Com roteiro e direção de Anne Pinheiro Guimarães, “Desejo” remonta aos textos do citado Charles Bukowski e traz à beira da praia nomes como Henry Miller e Nelson Rodrigues, conectando a vida do sujeito ordinário aos devaneios que o fazem resistir, sobreviver e elaborar de um modo menos limitado a sua existência.
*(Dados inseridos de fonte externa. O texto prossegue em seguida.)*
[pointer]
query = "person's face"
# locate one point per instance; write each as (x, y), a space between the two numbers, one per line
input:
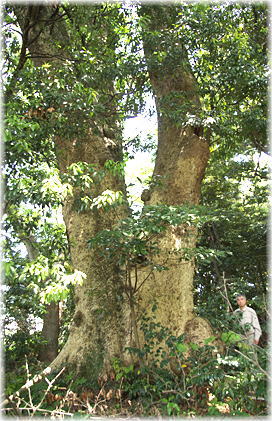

A narrativa em off é utilizada durante todo o curta e abre espaço para a mistura entre a linguagem fílmica e literária, soprando no ar figuras irônicas, sarcásticas, ácidas e humanas.
Da clássica música “What a Wonderful World” — perpetuada na voz de Louis Armstrong – até o afamado “Melô do Piri Piri”, da popular cantora e casadoura Gretchen, “Desejo” vai além das epifanias do porteiro Atanásio e mostra que o mundo pode ter lá suas maravilhas – se a descobrirmos do nosso jeito.